Has anyone ever done this? My buddy and I went to a local pond back in the woods and I brought the fly rod. I casted out and retreived it but wasnt paying attention and my fly was laying right on the shore. The next thing I know a frog attacked it and I set the hook. After that we started spoting them and casting to them. There agressive. Anything that comes near them they attack. When the day was done we caught about 5 frogs some pretty good size to. They make good bass bait. Just wondering if anyone has ever tried this...


----------



## truck (Apr 12, 2004)

Just thought you should know season is from june 15 to april on frogs


----------



## zspook (Apr 4, 2006)

It can be done...I hate trying to get them off the hook though. I've also had snakes strike at the fly when dangling it in front of it.

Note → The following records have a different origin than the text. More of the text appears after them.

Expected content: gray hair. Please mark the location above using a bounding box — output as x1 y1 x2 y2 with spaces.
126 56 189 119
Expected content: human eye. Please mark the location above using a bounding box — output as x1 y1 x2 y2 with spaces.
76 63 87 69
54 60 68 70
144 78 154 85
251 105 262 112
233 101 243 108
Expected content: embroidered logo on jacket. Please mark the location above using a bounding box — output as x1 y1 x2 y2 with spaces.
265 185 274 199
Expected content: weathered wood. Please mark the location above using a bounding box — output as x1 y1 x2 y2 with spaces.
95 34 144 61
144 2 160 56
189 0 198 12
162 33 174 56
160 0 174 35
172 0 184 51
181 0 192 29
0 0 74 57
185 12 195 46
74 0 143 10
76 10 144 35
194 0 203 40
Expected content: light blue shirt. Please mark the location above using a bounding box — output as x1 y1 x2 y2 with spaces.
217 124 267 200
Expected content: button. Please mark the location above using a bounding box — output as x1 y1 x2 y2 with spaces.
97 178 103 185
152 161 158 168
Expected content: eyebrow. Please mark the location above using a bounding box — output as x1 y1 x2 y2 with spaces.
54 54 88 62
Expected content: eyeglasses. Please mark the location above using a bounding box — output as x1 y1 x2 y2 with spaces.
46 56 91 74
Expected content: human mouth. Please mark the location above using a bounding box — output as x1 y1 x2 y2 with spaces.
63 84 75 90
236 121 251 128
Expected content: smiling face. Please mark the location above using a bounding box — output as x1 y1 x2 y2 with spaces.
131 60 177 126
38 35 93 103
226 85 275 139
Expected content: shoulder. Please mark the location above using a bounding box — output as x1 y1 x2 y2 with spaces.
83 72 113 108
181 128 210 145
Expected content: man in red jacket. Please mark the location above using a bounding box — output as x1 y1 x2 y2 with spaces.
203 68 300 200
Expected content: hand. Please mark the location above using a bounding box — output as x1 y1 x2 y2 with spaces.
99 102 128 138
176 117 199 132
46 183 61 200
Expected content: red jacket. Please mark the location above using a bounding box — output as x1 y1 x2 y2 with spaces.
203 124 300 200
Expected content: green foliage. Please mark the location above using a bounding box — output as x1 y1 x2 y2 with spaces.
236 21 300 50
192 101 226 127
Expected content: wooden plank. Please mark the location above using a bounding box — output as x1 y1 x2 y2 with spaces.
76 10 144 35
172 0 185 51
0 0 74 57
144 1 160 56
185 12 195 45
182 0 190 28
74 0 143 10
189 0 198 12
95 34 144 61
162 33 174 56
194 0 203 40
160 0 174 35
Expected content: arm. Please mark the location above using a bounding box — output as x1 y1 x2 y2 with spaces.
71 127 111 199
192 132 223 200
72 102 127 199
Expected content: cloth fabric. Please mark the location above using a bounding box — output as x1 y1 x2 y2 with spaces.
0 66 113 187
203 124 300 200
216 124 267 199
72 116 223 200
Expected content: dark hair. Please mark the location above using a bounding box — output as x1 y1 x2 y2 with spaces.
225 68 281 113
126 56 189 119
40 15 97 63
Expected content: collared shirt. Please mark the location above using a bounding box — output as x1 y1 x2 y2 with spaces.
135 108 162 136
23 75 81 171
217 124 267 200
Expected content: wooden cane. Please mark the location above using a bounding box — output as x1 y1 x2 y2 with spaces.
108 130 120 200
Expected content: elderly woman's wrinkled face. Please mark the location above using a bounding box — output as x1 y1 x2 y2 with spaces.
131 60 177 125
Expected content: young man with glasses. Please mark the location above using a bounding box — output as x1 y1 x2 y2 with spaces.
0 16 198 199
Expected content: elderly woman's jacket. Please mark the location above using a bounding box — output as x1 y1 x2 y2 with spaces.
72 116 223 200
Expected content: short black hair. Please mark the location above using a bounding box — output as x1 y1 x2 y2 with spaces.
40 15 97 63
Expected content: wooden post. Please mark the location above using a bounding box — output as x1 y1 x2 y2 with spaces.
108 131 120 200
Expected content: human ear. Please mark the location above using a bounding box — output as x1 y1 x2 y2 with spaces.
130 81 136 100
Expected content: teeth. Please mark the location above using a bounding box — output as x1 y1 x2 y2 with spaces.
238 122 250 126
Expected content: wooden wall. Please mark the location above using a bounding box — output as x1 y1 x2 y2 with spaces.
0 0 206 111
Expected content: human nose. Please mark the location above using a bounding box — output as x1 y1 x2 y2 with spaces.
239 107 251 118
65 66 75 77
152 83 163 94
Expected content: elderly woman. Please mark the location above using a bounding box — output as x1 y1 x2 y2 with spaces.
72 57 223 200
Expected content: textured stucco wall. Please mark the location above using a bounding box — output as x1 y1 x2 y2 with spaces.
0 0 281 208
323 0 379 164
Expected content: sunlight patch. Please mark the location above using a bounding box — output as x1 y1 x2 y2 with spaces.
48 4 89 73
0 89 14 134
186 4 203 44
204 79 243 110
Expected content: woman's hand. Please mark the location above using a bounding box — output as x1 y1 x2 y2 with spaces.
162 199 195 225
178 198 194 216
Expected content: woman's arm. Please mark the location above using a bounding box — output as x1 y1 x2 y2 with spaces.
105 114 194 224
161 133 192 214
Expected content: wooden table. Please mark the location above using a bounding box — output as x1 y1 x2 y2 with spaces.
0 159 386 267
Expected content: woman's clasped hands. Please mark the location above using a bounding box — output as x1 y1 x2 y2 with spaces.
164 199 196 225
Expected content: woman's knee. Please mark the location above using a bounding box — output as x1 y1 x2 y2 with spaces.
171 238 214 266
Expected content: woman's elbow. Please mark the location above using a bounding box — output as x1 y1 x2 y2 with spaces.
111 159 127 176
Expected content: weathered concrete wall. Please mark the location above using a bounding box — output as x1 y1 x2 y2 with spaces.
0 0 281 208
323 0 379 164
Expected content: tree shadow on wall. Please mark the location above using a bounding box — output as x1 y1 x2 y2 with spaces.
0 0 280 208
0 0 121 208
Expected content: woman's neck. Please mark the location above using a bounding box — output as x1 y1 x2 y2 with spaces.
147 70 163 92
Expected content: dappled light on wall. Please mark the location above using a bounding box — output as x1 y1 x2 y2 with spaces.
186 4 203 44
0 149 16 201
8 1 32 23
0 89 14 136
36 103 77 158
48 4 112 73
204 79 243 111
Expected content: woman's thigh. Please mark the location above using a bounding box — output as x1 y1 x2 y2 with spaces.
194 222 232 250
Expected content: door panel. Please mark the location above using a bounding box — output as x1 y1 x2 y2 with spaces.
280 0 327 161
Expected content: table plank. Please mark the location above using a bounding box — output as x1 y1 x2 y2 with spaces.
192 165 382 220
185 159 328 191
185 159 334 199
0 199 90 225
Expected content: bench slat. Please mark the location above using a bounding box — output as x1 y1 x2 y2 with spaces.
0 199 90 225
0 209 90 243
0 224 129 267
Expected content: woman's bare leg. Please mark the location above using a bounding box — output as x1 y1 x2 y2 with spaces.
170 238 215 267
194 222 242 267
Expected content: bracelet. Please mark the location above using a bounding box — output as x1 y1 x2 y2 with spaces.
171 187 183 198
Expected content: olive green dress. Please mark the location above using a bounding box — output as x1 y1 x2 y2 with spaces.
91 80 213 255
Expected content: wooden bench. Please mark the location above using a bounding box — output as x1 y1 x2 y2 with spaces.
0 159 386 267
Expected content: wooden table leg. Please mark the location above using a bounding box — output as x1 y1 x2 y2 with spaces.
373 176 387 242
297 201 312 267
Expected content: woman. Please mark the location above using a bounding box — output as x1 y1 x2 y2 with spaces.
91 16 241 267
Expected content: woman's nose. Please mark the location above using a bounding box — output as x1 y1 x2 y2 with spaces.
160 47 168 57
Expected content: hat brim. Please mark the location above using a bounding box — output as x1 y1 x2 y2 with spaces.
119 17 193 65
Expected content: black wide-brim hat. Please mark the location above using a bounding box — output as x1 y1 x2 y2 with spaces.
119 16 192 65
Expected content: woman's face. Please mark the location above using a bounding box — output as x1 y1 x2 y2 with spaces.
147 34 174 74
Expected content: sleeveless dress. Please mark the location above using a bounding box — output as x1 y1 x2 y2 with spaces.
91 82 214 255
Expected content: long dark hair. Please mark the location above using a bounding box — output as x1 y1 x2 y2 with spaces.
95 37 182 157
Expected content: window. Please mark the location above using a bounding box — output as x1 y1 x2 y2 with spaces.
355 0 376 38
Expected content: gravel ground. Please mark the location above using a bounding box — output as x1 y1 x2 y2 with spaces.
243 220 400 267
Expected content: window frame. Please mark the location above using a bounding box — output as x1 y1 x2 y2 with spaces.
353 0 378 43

I've also heard of fly fishermen (women) who have had swallows and other birds swoop down and pick up their flies while fishing during a hatch!


----------



## Born2Fly (May 15, 2006)

thanks for the help. Didnt know there was a "frog season" in Ohio. We always went frog giggin whenever. Anyway gettiing them off the hook is a pain. But it's fun watching them take it.


----------



## Walter Adkins (May 20, 2004)

They are forocius eaters. I frog and have found mice, snakes, fish craw dads, you name and if they can get their mouths around it they will eat it. I have caught them before on lures and they are extremely hard to get off the hook.


----------



## jsalkas (Feb 18, 2005)

Another neat thing to do is if the pond the frogs are in has a lot of stunted gills, if you toss one on the shoreline near the frog, they'll attack it and start to eat it... The fish are typically too big for the frog to consume entirely though, and pretty soon you have a bunch of frogs sitting around with half a blue gill sticking out of their mouths.


----------



## buckeye6 (Jun 17, 2005)

i have a little pond in my yard and about 2 weeks ago a good size bullfrog took a a little under the water a few times, by time i got outside to try to help the bird,it drowned. shocked me.


----------



## stonefly71 (Apr 14, 2004)

Use a piece of red yarn on the hook and you can catch many frogs. It's a blast to fight the frogs as they jump all over the place. Good luck as we use to use cane pools during frog season. all we gigged many frogs. Later Matt


----------



## crawdiddy (Apr 10, 2006)

frogs will typically take a small twister dangled above them in the air. I'm guessing a fly would work even better. not fun unhooking as they usually inhale the bait.


----------



## TheSonicMarauder (Mar 9, 2006)

i was down at breakneck creek in ravenna pike fishing with a 5in motor oil colored worm with twister tail and a couple of bullfrogs were just chillin there so i though id act like a little kid and mess with them and dangle the tail in front of them and they would not let go to all extent... they'd all let go when i had them about 3 feet in the air...... and then i had one of those cheep Burke natural lookin frogs you can get at walmart and i set it right next to one of the bull frogs and it and another one started attacking it so im assuming that they can be pretty territorial as well as aggressive

i think theyve been talkin to those river smallies a little too much


----------